The U.S. Army’s Program Executive Office for Intelligence, Electronic Warfare and Sensors will soon open a new office and laboratory at Aberdeen Proving Ground in Maryland – The PNT Modernization Office – to develop solutions to reduce soldiers’ dependence on GPS.
This new technology development hub for positioning, navigation and timing (PNT) capabilities will include a new Open Innovation Lab (OIL), where commercial entities can work with the Army to develop PNT, electronic warfare (EW), and command, control, communications, computers, intelligence, surveillance and reconnaissance (C4ISR) solutions. OIL will include space for CMOSS (C4ISR/EW Modular Open Suite of Standards) to ensure that classified areas at the site remain secure while still allowing industry participation. Various technologies will be examined, such as radio frequency systems, GPS, Alt-Nav, chip-scale atomic clocks, other timing technologies, and celestial navigation.

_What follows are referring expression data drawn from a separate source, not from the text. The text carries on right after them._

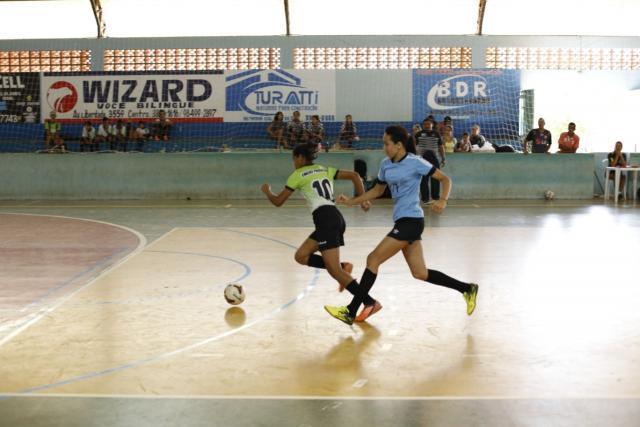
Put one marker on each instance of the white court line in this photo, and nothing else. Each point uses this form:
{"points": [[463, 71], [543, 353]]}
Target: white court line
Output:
{"points": [[142, 242], [306, 397]]}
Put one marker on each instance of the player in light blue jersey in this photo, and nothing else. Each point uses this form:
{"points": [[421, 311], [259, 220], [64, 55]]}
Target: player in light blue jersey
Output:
{"points": [[402, 172]]}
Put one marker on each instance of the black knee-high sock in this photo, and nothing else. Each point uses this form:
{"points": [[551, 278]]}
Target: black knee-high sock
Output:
{"points": [[367, 281], [438, 278], [317, 262]]}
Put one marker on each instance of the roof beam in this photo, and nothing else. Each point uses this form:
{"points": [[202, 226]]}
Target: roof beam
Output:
{"points": [[97, 12], [481, 7], [286, 16]]}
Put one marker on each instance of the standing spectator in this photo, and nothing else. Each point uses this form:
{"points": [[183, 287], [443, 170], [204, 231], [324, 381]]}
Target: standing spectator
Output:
{"points": [[617, 159], [276, 130], [162, 127], [540, 139], [104, 133], [140, 136], [430, 147], [448, 139], [569, 141], [464, 145], [315, 133], [52, 129], [295, 130], [348, 132], [443, 125], [87, 140], [119, 133]]}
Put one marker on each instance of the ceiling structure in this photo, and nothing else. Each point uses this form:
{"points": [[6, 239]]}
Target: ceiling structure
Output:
{"points": [[29, 19]]}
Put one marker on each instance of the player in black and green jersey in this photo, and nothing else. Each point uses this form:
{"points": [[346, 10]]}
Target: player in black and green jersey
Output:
{"points": [[316, 184]]}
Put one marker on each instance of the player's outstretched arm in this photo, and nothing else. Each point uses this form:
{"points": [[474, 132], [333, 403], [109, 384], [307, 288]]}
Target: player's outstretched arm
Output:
{"points": [[372, 194], [357, 185], [276, 199]]}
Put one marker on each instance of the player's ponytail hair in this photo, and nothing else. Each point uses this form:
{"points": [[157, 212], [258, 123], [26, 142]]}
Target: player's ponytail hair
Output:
{"points": [[308, 151]]}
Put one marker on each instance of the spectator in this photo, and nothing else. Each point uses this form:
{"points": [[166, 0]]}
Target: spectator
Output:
{"points": [[618, 159], [119, 135], [162, 127], [569, 141], [476, 138], [443, 125], [52, 129], [463, 146], [430, 147], [448, 139], [276, 130], [104, 132], [411, 142], [140, 136], [540, 139], [348, 132], [295, 130], [315, 133], [87, 140]]}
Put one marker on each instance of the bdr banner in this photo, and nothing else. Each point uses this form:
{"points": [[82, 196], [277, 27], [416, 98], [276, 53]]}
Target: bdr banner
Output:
{"points": [[190, 96], [257, 95], [489, 98]]}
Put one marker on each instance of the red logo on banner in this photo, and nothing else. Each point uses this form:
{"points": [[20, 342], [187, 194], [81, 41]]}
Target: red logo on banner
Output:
{"points": [[62, 96]]}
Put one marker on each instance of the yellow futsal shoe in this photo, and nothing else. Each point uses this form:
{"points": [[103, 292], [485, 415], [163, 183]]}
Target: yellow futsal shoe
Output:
{"points": [[470, 298], [341, 313]]}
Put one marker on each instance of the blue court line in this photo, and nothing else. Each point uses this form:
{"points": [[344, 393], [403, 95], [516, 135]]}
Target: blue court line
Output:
{"points": [[98, 264], [159, 357], [245, 274]]}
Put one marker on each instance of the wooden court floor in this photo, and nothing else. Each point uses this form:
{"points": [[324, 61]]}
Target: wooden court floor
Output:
{"points": [[557, 320]]}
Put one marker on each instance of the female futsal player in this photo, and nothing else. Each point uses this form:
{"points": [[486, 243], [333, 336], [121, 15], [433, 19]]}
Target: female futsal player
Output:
{"points": [[401, 171], [316, 184]]}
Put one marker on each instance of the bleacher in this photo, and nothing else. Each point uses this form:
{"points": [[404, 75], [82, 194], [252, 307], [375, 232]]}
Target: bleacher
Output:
{"points": [[194, 137]]}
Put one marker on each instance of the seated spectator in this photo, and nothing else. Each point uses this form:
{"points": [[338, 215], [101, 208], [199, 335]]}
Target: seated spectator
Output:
{"points": [[87, 140], [119, 135], [58, 144], [464, 145], [315, 133], [569, 141], [140, 136], [476, 138], [448, 139], [430, 147], [618, 159], [295, 130], [52, 129], [540, 139], [445, 122], [162, 127], [276, 130], [348, 132]]}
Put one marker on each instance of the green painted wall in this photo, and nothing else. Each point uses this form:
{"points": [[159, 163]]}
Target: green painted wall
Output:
{"points": [[239, 175]]}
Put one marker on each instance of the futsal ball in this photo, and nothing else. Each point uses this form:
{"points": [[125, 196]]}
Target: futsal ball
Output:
{"points": [[234, 294]]}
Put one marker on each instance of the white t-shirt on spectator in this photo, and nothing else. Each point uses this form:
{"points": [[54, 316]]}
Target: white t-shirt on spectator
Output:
{"points": [[122, 131]]}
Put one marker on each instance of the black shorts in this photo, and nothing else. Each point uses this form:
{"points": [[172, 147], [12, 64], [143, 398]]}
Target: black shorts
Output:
{"points": [[407, 229], [330, 227]]}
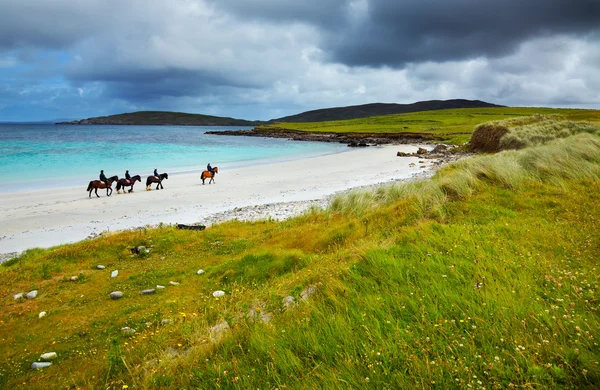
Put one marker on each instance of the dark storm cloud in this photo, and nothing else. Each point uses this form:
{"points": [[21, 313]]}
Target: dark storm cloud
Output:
{"points": [[50, 25], [398, 32], [256, 58], [321, 12]]}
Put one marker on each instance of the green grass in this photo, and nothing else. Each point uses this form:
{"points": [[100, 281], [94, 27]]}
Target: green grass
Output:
{"points": [[484, 276], [451, 126]]}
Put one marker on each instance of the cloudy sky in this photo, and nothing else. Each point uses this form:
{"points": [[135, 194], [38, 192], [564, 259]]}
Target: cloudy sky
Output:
{"points": [[261, 59]]}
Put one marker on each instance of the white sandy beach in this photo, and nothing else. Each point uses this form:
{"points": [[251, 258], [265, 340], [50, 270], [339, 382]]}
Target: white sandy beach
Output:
{"points": [[44, 218]]}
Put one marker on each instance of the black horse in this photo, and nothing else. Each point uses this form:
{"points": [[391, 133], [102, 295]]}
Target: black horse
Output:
{"points": [[95, 184], [127, 183], [153, 179]]}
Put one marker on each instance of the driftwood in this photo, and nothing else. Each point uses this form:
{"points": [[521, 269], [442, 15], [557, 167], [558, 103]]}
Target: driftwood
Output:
{"points": [[190, 227]]}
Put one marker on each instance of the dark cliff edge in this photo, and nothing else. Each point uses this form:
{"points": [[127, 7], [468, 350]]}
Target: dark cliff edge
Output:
{"points": [[351, 139], [376, 109], [164, 118]]}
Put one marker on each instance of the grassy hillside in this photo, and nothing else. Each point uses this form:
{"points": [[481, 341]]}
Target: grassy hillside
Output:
{"points": [[375, 109], [485, 276], [452, 126], [164, 118]]}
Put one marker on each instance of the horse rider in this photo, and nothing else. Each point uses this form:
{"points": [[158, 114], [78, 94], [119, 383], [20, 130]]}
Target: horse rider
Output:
{"points": [[103, 177]]}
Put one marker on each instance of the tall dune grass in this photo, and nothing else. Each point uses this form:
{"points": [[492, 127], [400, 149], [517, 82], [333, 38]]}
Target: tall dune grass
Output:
{"points": [[577, 157], [483, 277], [518, 133]]}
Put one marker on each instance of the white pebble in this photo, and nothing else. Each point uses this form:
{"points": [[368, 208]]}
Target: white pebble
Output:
{"points": [[37, 365], [48, 356]]}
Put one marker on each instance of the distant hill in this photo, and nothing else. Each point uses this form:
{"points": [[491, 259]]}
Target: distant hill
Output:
{"points": [[163, 118], [374, 109]]}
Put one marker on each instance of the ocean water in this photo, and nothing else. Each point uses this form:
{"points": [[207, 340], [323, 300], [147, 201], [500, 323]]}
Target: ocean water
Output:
{"points": [[45, 156]]}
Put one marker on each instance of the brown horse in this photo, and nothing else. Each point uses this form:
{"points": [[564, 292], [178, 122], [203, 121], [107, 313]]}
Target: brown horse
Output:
{"points": [[127, 183], [95, 184], [154, 179], [208, 174]]}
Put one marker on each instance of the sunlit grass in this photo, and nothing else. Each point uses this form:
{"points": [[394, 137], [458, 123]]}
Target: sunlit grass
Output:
{"points": [[451, 126], [484, 276]]}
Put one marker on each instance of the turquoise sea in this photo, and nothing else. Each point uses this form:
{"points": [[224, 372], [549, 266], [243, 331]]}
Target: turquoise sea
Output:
{"points": [[42, 156]]}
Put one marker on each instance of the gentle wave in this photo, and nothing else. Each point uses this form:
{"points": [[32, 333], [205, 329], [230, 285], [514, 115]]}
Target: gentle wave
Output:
{"points": [[42, 156]]}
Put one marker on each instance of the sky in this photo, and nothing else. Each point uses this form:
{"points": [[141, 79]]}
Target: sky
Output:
{"points": [[264, 59]]}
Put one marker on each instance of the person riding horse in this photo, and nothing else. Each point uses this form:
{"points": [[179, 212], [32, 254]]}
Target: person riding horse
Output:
{"points": [[103, 177]]}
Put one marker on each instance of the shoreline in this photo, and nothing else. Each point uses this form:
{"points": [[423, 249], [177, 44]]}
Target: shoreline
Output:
{"points": [[35, 219], [351, 139]]}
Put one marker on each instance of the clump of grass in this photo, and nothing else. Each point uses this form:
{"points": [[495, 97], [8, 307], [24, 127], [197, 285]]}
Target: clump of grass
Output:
{"points": [[485, 276], [574, 158], [545, 131], [518, 133]]}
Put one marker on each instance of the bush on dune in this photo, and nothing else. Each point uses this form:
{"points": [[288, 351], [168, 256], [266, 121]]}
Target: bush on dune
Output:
{"points": [[518, 133], [576, 157]]}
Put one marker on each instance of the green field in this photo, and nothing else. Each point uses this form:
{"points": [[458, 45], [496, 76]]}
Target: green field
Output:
{"points": [[451, 126], [485, 276]]}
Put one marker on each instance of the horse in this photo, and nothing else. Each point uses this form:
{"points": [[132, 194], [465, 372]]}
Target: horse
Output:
{"points": [[122, 183], [95, 184], [153, 179], [208, 174]]}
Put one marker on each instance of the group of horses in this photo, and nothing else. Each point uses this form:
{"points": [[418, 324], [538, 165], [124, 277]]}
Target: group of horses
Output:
{"points": [[122, 183]]}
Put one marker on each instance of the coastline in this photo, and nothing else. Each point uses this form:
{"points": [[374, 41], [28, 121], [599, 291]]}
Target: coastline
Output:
{"points": [[45, 218]]}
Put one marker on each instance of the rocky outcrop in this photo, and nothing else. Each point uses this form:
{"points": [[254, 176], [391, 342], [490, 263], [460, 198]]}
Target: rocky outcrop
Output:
{"points": [[351, 139]]}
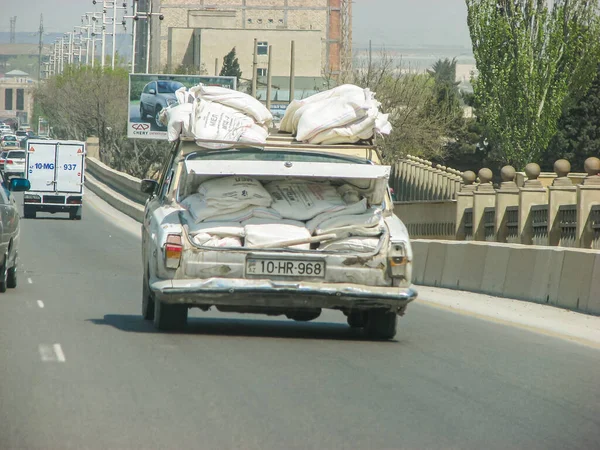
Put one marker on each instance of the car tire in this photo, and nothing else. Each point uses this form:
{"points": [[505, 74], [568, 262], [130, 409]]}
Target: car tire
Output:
{"points": [[169, 317], [147, 298], [75, 214], [357, 319], [381, 324], [29, 212], [11, 277]]}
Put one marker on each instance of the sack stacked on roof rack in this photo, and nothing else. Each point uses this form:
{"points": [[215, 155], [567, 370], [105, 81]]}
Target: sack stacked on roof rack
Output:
{"points": [[214, 113], [344, 115]]}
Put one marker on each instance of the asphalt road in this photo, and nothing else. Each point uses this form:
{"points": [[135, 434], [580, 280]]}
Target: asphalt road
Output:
{"points": [[79, 368]]}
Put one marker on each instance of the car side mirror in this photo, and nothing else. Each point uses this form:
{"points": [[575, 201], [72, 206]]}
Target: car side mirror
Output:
{"points": [[19, 185], [149, 186]]}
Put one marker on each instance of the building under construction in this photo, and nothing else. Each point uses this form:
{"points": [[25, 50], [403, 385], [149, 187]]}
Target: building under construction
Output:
{"points": [[200, 33]]}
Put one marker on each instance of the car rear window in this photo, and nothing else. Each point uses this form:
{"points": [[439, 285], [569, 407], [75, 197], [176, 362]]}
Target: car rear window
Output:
{"points": [[253, 154]]}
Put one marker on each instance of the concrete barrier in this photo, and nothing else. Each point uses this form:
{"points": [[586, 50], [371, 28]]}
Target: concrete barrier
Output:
{"points": [[113, 198], [565, 277], [120, 182]]}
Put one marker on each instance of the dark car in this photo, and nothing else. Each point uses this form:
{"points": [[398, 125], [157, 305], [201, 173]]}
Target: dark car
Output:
{"points": [[157, 95], [11, 231]]}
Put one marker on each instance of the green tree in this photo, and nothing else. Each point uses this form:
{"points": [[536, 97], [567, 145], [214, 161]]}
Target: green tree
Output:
{"points": [[530, 55], [447, 99], [231, 66], [578, 135], [84, 102]]}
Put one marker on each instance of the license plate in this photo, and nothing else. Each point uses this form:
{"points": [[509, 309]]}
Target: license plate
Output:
{"points": [[285, 267]]}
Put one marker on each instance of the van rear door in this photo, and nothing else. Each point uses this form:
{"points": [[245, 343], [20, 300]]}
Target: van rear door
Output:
{"points": [[41, 161], [69, 167]]}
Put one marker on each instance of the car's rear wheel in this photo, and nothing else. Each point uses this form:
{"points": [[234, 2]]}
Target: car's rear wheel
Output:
{"points": [[381, 324], [28, 212], [169, 317], [147, 298]]}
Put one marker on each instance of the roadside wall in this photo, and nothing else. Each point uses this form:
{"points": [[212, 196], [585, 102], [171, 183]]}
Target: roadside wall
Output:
{"points": [[564, 277]]}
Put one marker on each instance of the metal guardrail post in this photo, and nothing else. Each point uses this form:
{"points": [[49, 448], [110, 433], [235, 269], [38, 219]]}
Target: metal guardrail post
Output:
{"points": [[588, 195], [533, 193], [562, 192]]}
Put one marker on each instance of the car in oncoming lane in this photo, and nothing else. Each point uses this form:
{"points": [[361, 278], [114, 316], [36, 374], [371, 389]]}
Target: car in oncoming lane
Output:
{"points": [[11, 230], [14, 164]]}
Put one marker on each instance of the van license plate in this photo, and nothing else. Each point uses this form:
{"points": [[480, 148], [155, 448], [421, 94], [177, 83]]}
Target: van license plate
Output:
{"points": [[285, 267]]}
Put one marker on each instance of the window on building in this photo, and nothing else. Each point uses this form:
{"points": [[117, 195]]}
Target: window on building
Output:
{"points": [[20, 100], [263, 48], [8, 99]]}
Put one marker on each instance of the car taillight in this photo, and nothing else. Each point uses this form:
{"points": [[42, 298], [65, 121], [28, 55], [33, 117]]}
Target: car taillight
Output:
{"points": [[173, 250], [397, 259], [74, 201]]}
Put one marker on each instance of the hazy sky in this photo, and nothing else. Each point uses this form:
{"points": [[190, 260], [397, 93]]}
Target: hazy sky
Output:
{"points": [[389, 22]]}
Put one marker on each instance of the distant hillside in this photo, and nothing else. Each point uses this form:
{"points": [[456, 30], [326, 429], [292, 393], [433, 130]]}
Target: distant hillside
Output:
{"points": [[123, 41]]}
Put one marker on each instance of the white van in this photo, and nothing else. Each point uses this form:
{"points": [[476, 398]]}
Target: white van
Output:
{"points": [[56, 171]]}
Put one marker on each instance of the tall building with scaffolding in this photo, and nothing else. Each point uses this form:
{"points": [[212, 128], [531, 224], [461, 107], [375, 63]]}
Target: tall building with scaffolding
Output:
{"points": [[197, 33]]}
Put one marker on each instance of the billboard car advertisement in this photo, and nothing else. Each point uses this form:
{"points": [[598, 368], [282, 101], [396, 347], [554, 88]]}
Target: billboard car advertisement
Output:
{"points": [[150, 93]]}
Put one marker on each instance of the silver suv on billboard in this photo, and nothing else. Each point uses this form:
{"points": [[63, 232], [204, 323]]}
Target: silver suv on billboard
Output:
{"points": [[155, 96]]}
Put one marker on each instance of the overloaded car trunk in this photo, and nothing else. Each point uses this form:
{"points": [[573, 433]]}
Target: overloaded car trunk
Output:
{"points": [[288, 216]]}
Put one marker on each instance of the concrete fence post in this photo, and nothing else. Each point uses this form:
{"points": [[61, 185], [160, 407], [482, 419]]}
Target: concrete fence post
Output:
{"points": [[483, 197], [507, 195], [562, 192], [532, 193], [464, 200], [588, 195]]}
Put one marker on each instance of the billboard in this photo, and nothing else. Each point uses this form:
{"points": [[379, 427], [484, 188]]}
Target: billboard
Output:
{"points": [[150, 93]]}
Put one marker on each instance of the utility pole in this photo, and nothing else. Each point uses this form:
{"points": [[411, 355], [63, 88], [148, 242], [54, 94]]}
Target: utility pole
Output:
{"points": [[269, 77], [292, 70], [147, 16], [114, 33], [40, 46], [13, 29], [103, 34], [254, 67]]}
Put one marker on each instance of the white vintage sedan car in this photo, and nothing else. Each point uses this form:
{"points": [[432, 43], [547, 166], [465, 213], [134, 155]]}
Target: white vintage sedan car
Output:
{"points": [[281, 229]]}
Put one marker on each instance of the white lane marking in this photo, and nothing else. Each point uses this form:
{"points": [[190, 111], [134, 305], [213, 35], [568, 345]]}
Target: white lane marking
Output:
{"points": [[59, 353], [51, 353]]}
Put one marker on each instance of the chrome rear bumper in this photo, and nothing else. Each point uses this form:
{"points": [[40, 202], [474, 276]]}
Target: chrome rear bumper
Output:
{"points": [[270, 293]]}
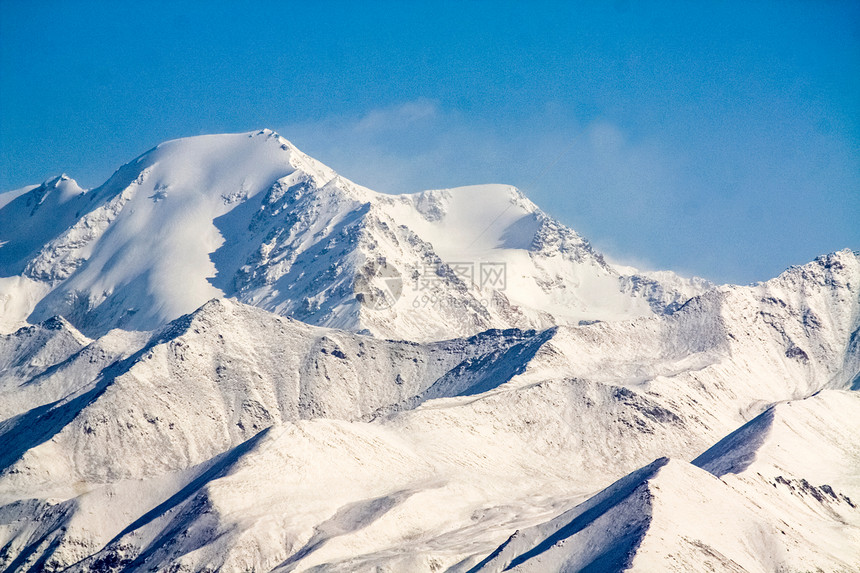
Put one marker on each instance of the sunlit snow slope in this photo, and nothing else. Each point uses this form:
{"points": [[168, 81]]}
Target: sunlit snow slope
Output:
{"points": [[228, 358], [249, 216]]}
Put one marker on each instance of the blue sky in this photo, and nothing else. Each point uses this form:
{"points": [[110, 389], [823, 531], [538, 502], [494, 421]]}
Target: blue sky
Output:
{"points": [[715, 138]]}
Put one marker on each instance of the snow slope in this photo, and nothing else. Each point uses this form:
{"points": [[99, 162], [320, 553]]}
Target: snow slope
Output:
{"points": [[239, 440], [229, 358], [250, 216], [761, 516]]}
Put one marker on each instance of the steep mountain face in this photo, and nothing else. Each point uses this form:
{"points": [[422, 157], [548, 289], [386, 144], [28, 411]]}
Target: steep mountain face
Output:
{"points": [[761, 515], [237, 360], [250, 216]]}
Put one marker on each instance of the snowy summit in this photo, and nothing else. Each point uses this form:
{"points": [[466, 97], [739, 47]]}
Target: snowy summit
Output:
{"points": [[230, 358]]}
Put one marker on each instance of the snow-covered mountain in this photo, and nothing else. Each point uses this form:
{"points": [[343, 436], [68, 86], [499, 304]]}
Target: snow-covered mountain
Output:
{"points": [[228, 358], [249, 216]]}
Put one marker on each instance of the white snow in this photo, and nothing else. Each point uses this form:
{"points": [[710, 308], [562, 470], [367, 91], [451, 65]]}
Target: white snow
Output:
{"points": [[217, 395]]}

“We’re opening the doors, so to speak, for being a host of vendors — anyone smart on the technologies that we’re looking at,” Col. Nickolas Kioutas, program manager for position, navigation and timing, said. “And we’re looking at a whole host of technologies.”
The Army aims to release new solutions every five years, ensuring soldiers will always be ahead of adversaries’ capabilities.
“It’s all about getting our agile-iterations-speed-of-technology development up,” Kioutas said. “We’ve got threats out there that we are trying to pace – to keep ahead of these threats or outpace them – so we need industry’s help to keep inventing new technologies in order to maintain that speed of relevance.”